Planning salary survey 2007

Planning makes a massive contribution to economic prosperity, social welfare and environmental quality, but are practitioners getting the recognition they deserve?

Since our last salary survey in 1999, the planning market has changed beyond recognition. Planning is now recognised as a crucial area of professional activity in meeting society's aspirations and is seeing a resurgence of interest as a career.

Yet many in the sector feel that their long hours and hard-won expertise are still under-appreciated. It is clear that there are huge differentials both in workloads and the rewards on offer. But with little reliable information to go on, morale-sapping rumour and suspicion abound.

To fill the gap, Planning launched a survey of pay and conditions in the sector in February sponsored by specialist recruitment consultancy Cobalt. More than 900 planners responded to our invitation to complete an online survey form. Returns were analysed by communications company Camargue, guaranteeing confidentiality.

Around 80 per cent of respondents were RTPI members and 44 per cent were women. The exercise attracted a particularly good response from younger planners. More than half the replies were from people under 35, 60 per cent had less than ten years' experience in planning and 59 per cent had no managerial responsibility.

Council planners accounted for 62 per cent, of whom more than half were engaged in development control and almost a third in forward planning. Staff working in planning or related consultancies made up almost a quarter. The rest included a reasonable sprinkling of planners from other private companies, central government departments and agencies and regional bodies.

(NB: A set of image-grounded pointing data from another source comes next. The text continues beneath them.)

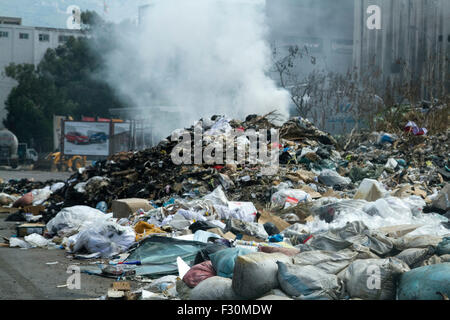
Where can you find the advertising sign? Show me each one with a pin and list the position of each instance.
(121, 137)
(86, 138)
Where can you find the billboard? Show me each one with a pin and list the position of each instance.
(86, 138)
(121, 137)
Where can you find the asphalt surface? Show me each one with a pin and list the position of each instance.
(18, 174)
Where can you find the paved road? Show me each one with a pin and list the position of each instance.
(36, 175)
(24, 273)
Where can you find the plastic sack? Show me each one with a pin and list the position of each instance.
(25, 200)
(332, 178)
(408, 242)
(191, 215)
(57, 186)
(41, 195)
(304, 281)
(290, 197)
(6, 199)
(144, 229)
(159, 255)
(203, 254)
(370, 190)
(253, 229)
(223, 261)
(255, 274)
(327, 261)
(214, 288)
(443, 247)
(244, 211)
(36, 240)
(217, 197)
(15, 242)
(354, 233)
(425, 283)
(374, 279)
(205, 236)
(73, 219)
(108, 238)
(198, 273)
(286, 251)
(414, 256)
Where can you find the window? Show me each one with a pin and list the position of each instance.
(63, 38)
(44, 37)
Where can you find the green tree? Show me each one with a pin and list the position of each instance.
(67, 81)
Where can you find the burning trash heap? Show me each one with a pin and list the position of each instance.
(364, 217)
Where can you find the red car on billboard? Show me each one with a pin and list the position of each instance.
(77, 138)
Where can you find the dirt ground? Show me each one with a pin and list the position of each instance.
(25, 274)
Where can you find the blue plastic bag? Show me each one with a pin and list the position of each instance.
(223, 261)
(424, 283)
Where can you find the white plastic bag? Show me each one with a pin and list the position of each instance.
(290, 197)
(36, 240)
(370, 190)
(15, 242)
(108, 238)
(41, 195)
(73, 219)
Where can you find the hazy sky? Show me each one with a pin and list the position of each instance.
(53, 13)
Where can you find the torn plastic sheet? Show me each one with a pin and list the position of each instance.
(385, 212)
(158, 255)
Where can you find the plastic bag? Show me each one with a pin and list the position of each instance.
(374, 279)
(253, 229)
(15, 242)
(198, 273)
(298, 281)
(412, 257)
(370, 190)
(73, 219)
(214, 288)
(327, 261)
(290, 197)
(443, 247)
(57, 186)
(255, 274)
(36, 240)
(223, 261)
(108, 238)
(332, 178)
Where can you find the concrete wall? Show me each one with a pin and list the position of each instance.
(412, 32)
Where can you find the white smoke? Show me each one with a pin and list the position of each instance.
(203, 57)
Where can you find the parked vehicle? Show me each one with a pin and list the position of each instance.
(98, 137)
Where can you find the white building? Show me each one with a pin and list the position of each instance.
(21, 44)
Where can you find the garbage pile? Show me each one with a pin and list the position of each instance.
(362, 220)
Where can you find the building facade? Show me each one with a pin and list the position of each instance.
(412, 45)
(22, 44)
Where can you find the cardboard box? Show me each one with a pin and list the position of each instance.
(30, 228)
(123, 208)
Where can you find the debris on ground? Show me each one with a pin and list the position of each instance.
(328, 220)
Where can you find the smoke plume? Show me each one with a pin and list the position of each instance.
(201, 57)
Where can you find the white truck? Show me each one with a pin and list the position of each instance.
(12, 153)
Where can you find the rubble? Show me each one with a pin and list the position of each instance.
(329, 211)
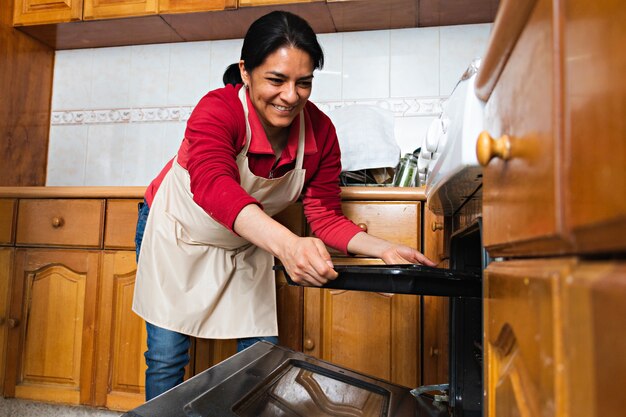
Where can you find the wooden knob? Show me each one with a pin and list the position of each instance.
(488, 148)
(309, 344)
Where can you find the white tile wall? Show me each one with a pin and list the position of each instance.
(118, 114)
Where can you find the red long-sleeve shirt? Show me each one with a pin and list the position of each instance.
(215, 135)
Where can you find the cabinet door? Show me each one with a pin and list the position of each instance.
(595, 93)
(523, 341)
(104, 9)
(594, 340)
(435, 310)
(34, 12)
(50, 353)
(373, 333)
(521, 212)
(121, 342)
(179, 6)
(6, 266)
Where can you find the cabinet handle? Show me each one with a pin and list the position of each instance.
(309, 344)
(57, 222)
(488, 148)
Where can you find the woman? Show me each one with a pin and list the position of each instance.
(250, 149)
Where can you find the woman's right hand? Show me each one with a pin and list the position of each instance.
(307, 261)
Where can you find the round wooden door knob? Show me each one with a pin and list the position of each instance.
(488, 148)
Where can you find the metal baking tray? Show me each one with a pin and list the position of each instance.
(403, 279)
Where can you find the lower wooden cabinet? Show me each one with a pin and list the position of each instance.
(121, 341)
(50, 354)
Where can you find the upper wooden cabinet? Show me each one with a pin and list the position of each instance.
(556, 110)
(30, 12)
(180, 6)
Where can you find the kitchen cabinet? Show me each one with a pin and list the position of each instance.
(345, 327)
(565, 154)
(33, 12)
(53, 311)
(121, 342)
(6, 267)
(551, 347)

Our analysis offers a useful snapshot of planners' earnings, benefits, working hours, responsibilities and aspirations across a range of areas, age and experience, employer types and salary bands. Around 250 respondents offered some often pungent views on working in the sector.

The results are sometimes disquieting. The survey reveals fears of wage freezes or cuts, unfair differences between employers and a widespread feeling that salaries do not reflect the demands and importance of the job. In particular, 18 per cent of planners are sufficiently discontented to be actively considering another career path. But there is optimism among the gloom.

Perhaps one comment sums up the prevailing mood: "Planning is a stimulating, challenging and exciting career swamped by political hesitancy at both national and local level. But opportunities abound for those who can stand the pace."